Controls Discussion

This page is currently just a compilation of the discussions for the Lathe Bed, spell checked and with extraneous content removed. Thanks Bruce!

How should this page be organized? I'm not sure yet, as this area has had a lot less discussion. Feel free to reorganize, and once you've done so, snip out this first person commentary, or add your own.

Control System

Alan: 04/27/08

David, encoding options are something we do have to think about if the individual wishes to go with a linear encoder. (i.e.; extra space is needed). Servo’s by nature can run stand-alone and obtain positional info via contour EMF (or back EMF). Disc encoders are so inexpensive (less than $40) and take no space in the bed design. If going with steppers, the individual has the option at any time of adding feed back at any time, or not. I’ve priced out linear encoders in the past and nearly had a heart attack over the price.
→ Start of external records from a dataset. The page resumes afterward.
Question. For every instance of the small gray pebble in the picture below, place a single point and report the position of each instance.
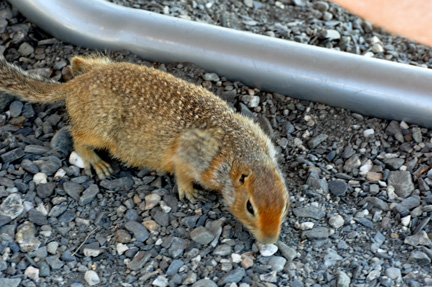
(277, 263)
(201, 235)
(233, 276)
(174, 267)
(15, 108)
(139, 231)
(204, 283)
(337, 187)
(54, 262)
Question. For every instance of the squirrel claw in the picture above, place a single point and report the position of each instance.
(103, 169)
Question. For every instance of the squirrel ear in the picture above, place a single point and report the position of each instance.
(79, 66)
(242, 177)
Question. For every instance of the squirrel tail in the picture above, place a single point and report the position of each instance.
(28, 87)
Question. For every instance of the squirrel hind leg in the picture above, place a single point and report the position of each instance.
(91, 159)
(185, 184)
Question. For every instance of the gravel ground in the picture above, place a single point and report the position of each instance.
(360, 186)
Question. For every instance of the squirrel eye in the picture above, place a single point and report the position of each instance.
(249, 208)
(243, 177)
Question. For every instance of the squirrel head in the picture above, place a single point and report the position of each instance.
(260, 200)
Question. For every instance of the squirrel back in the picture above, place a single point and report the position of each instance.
(148, 118)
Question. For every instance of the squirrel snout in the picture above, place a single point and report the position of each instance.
(269, 231)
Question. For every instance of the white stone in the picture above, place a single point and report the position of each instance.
(236, 258)
(391, 192)
(279, 5)
(307, 225)
(91, 277)
(366, 167)
(375, 40)
(367, 133)
(253, 101)
(52, 247)
(336, 221)
(92, 252)
(76, 160)
(39, 178)
(406, 220)
(121, 248)
(248, 3)
(59, 174)
(32, 273)
(267, 250)
(160, 281)
(42, 209)
(151, 200)
(166, 10)
(165, 208)
(404, 125)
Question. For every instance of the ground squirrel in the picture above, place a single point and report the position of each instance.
(148, 118)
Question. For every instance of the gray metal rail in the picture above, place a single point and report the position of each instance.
(369, 86)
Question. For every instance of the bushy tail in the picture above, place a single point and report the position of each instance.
(29, 87)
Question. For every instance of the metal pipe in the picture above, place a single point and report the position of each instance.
(369, 86)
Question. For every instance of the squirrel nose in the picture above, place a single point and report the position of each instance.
(269, 239)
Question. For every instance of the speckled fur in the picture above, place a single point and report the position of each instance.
(148, 118)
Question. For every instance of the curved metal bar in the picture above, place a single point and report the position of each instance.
(365, 85)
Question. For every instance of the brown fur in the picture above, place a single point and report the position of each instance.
(148, 118)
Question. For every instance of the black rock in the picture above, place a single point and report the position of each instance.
(45, 190)
(337, 187)
(73, 189)
(12, 155)
(29, 166)
(62, 141)
(4, 220)
(139, 231)
(67, 216)
(36, 217)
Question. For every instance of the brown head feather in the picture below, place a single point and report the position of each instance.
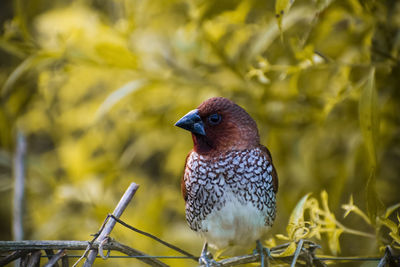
(236, 131)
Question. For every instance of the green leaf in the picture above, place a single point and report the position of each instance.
(117, 95)
(391, 209)
(368, 113)
(281, 8)
(374, 204)
(369, 123)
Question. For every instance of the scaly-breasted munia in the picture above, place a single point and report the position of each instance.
(229, 183)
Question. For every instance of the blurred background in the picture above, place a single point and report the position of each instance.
(94, 87)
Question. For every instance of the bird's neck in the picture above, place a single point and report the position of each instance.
(201, 144)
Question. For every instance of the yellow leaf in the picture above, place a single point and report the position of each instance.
(391, 209)
(287, 252)
(395, 237)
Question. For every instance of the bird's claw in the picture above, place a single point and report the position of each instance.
(206, 258)
(262, 251)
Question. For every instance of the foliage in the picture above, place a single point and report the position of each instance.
(321, 221)
(96, 87)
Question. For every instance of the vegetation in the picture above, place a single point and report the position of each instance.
(96, 86)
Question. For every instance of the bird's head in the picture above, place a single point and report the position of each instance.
(218, 125)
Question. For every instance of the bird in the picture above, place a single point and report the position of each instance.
(229, 183)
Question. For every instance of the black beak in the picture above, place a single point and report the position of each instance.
(192, 122)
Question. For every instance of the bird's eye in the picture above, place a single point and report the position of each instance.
(214, 119)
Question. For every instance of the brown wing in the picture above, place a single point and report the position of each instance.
(273, 173)
(183, 186)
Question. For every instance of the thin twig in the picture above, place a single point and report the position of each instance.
(297, 253)
(53, 260)
(122, 204)
(157, 239)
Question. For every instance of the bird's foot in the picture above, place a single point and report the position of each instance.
(262, 251)
(206, 258)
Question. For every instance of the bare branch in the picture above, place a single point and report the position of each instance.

Then on to the DRO. I do like the notion of having a DRO if the lathe is manual. But many want to go CNC where the DRO is automatically built right into the computer screen (like on Mach3, EMC2, WinCNC, FlashCutCNC, etc, etc). I also plan on buying a touch screen (5” by 8”) and have the same Mach3 DRO info on a small display right in front of me. I guess it doesn’t matter if the screen (computer, touch or just a DRO) are used, they can be easily table mounted somewhere near the lathe. Take a look at these guys: http://www.mdaprecision.com/Products/Wabeco%20Products/LATHES/Lathes%20CNC/CC-D6000E/CC-D6000E.html

Something that may or may not interest the users may be if they also want to run a CNC mill (or another CNC lathe) next to their lathe. Personally I will be converting my LatheMaster mill to a 4 axis (3+1) along side my CNC lathe and drive both the lathe and mill with the same CNC controller and windows computer and touch screen (just not simultaneously of course). There are also very low cost hand-held pendants available that you can easily program and run either the lathe or mill away from the computer if you want to keep it away from the flying’ chips. And of course Mach also takes care of limit switches, homing routines, tool touch-off for zeroing against the material, fine threading (imperial and metric) capability (not just course), cnc driving a tool post grinder, an ATC (automatic tool changer) with a dozen or so lathe tools, an auto-feed for stock through the headstock spindle, etc. It will take me some time to get this all going, but all of it is very doable. I know this is my vision of what I want out of my lathe and the reasoning why I will go with CNC (so I can build upon it).

David G. LeVine: 04/27/08

Finally, is it desirable to plan for a DRO even if none is used most of the time? Having the mounting pads (which is all we are discussing here) may be incrementally cheap, especially if they are not machined
unless the DRO is planned for installation, and a purpose-built grinder would make short work of a surface parallel to the way. Servomotors running with a DRO, rather than a rotary encoder, get VERY accurate, in the 1970s we were getting 0.00025" (yes, a quarter of a thousandth) over a 24" x 24" X-Y table driven by steppers which corrected based on linear encoders.